The specific date of the holiday varies from year to year, as it depends on the lunar calendar, but one can expect the holiday to fall anytime in late October to early November. Though the main festival night of Diwali is the one recognized on calendars in western countries, the traditional festival preparations and rituals typically extend over a five-day period. In accordance with the lunar calendar, the main festival night coincides with the darkest, night of the month under the moon.
The story of Diwali itself originates from the Ramayan, one of the great Hindu epics. One of the major Hindu holidays, it spiritually signifies the victory of light over darkness and good over evil, among other things. The western moniker “Festival of Lights” was born because of the number of small “diyas,” or candles, that factor into the celebration. In areas such as India and the rest of the South Asian subcontinent, observant families set out scores of tiny candles adorning windowsills, walkways, rooftops, and more. Fireworks in South Asia and firecrackers in the west are another huge part of the holiday, which includes elaborate feasts with many courses and numerous sweets, as well as performing “puja,” or worship, at the temple.
Hindus across the world celebrate Diwali to honor the return of Lord Rama, his wife Sita, and his brother Lakshmana from an exile of 14 years, after Lord Rama defeated the evil demon king Ravana and rescued his wife. The diyas that seem to light up the entire world on Diwali illuminate the path of the three travelers, as well as symbolizing his triumph as that of good over evil.

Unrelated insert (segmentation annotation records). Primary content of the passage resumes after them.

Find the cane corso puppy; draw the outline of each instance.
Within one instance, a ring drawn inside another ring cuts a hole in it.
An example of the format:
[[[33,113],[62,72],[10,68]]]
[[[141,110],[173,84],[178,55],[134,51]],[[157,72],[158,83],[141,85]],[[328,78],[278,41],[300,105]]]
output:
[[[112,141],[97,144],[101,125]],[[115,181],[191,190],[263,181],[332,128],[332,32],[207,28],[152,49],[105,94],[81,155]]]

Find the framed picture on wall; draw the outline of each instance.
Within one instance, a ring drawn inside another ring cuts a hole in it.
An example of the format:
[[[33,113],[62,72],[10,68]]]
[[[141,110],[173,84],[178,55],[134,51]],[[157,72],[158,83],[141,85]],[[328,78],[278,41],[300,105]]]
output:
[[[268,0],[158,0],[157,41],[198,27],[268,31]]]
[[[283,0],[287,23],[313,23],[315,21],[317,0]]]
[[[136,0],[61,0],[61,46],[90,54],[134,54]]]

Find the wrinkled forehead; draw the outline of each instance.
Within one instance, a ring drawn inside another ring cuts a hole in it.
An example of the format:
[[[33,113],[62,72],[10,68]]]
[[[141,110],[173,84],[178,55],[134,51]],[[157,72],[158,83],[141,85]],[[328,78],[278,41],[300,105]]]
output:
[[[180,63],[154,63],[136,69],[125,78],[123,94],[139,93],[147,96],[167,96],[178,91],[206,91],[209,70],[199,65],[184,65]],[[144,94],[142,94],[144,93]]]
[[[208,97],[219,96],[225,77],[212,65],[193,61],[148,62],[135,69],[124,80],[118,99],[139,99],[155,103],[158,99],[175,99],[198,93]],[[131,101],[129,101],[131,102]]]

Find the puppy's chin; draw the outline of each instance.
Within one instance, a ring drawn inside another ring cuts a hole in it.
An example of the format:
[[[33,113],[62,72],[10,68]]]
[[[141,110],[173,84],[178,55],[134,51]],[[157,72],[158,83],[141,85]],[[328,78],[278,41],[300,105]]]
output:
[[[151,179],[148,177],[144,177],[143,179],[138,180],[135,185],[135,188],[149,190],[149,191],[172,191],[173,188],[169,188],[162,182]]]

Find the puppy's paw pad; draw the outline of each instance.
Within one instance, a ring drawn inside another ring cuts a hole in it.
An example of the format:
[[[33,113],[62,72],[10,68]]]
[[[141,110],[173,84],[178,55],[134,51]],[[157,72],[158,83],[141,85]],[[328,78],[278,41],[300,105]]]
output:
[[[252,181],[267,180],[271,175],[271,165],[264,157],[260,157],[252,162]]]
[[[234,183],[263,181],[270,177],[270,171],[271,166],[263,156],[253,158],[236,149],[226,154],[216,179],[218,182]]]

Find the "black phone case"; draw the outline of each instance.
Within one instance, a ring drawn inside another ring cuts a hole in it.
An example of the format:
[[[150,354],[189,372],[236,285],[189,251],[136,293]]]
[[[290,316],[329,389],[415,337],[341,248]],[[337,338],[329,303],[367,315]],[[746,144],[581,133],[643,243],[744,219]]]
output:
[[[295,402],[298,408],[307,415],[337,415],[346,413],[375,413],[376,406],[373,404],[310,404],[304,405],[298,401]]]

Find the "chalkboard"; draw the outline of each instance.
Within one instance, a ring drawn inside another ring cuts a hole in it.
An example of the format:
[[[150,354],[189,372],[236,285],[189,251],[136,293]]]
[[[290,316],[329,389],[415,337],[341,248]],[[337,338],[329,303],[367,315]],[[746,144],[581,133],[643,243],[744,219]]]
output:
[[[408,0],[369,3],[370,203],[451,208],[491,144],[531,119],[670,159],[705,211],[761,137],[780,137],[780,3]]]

For families in Boston who celebrate Diwali, while it is without the recognition of an “official” holiday, forms of celebration differ. At Simmons, the South Asian Society (SASS) and Asian Students Association (ASA) will be putting on a “Night of Lights” event on Friday, Nov. 4. Students who celebrate the event are invited, as are those who wish to attend in support of their friends or even simply to learn more about a holiday that is important for much of the student body. “Pull out your favorite desi clothes or black-tie outfit. There will be a lovely vegetarian dinner catered by Punjabi Grill, featuring “diyas and rangoli.” Bring your friends, everyone is welcome!” reads the Facebook event.
Many students who are far from home will gather at local temples and have smaller-scale celebrations with friends and their families as well. People looking for avenues of celebration in Boston will find many events, some free and some ticketed.
The MFA will be holding an event on Wednesday, Nov. 2, starting at 4 p.m. Special events throughout the night include art instruction on traditional painting styles, traditional dance performances, and many different tours and talks ranging from the museum’s own collection of South Asian art to traditional Indian instruments.